Slay girl, girl slayyy ! 

Kuğusu Ankara’nın, aşkı Beyrut’un ve dağınıklığı, karmaşıklığı ABD’nin. Kocaman bir merhaba sana, ruhum ! 

     Prensesi Umman’ın, çimi-çiçeği yaylaların, çam ağacı, hoyrat rüzgârı dağların.. Lâlin. Böyle özgür olmayı kimden öğrendin ? 

    Kimden öğrendin kardeşçe çekirdek çitlemeyi arkadaşlarınla. Bardak bardak çay içmeyi, sonu gelmeyecek dedikodular etmeyi..Günebakan çiçeklerini bu denli çok sevmeyi..Nargile tüttürmeyi umarsızca, nehirlere bakmayı, nehirlerde akmayı nereden biliyorsun ? 

        Lâlin ! Göç etmeyi, göçmeyi ama hep göçmeyi, vardıkça göçmeyi, heybelerde bir deve yükü kadar çocukluğun mu öğretti sana ! Yalan mı yoksa yaşamın, yalanın bir koca yaşam mı ya da. 

   Sahi Lâlin. Sen kimsin. Neden içimdesin ve biz nereden geldik, hangi sürgüne sürülmekteyiz yeniden yine. Ölümü anlamak için ölmek gerekir ya hani, kaç kere ölüp doğacaksın daha ve ne zaman doyacaksın buna ! Tamam sus artık. Ağlama. Yoruldum yorgunluğundan senin, yordu beni derinliğin. Hassasiyetin.Boğulacağım senin korkunda, endişende, kaygında, yalnızlığında, karamsarlığında ! Sal artık beni bi be Lâlin. 


      Lâlin sen kimsin, kimimsin ki benim ? Annemin sesi, nefesi, babamın güçlü eli, kızımın serseriliği, sevgilimin beni kaybetme endişesi, inceliğim, pervasızlığım, hırçınlığım mısın ? 


    Lâlin, sen insan olabilme çabama karşı duran, evcilleşmemek için elinden geleni ardına koymayan, beni bile benden korkutan o koca kadın mısın içimdeki ? 


   Tarihlerin bilgeliği, kadın olmanın şanı şerefi ve Tanrı’nın bana çevrilmiş tercümesi misin yeryüzündeki? 


    Lâlin, özür dilerim. Seni sevmeyi çok erteledim. Yeni bir yolculuğa çıkıyoruz bu gece seninle. Elin elimde.

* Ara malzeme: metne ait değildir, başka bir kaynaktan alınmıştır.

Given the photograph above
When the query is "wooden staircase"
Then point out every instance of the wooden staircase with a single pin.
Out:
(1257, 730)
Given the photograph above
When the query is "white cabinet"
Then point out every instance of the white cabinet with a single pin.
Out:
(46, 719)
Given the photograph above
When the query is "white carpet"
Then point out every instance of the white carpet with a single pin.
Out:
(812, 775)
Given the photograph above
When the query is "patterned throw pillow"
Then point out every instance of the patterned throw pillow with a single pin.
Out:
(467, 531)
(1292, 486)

  Lâlinli bir Ada’yım ben artık. Umman’da Lâlinli bir Ada. Cesur, güzel, bilge ve göçe göçe kendine varmakta olan dişi bir su sesi.. Çöl perisi. Hikaye gerisi. 

Papatya’dan tacı, tahtiravalli kadar neşeli.. Tahravalli kadar ölçülü. 

    Latif bir ölçüyle Lâlin’im, latif bir ölçüyle Ada’m. 


 Bir ucunda biriniz, öteki ucunda diğeriniz, oynayın gari. Oyun görsün park. Sallanın da arada. Düşmeyin. Kavga etmeyin. Merdivenleri çıkın, bir de kayın, oh maşallah ! Biriniz kaçın ötekiniz kovalayın, ama vazgeçmeyin birbirinizden.


    Çünkü zihnin ve ruhun oyunundan ibaret hayat dediğin ve bu oyun bizim. Ciddiyim. Çok ciddiyim. Oyun parkında ne kadar, ciddi olunabilirse öyleli ciddiyim hem de.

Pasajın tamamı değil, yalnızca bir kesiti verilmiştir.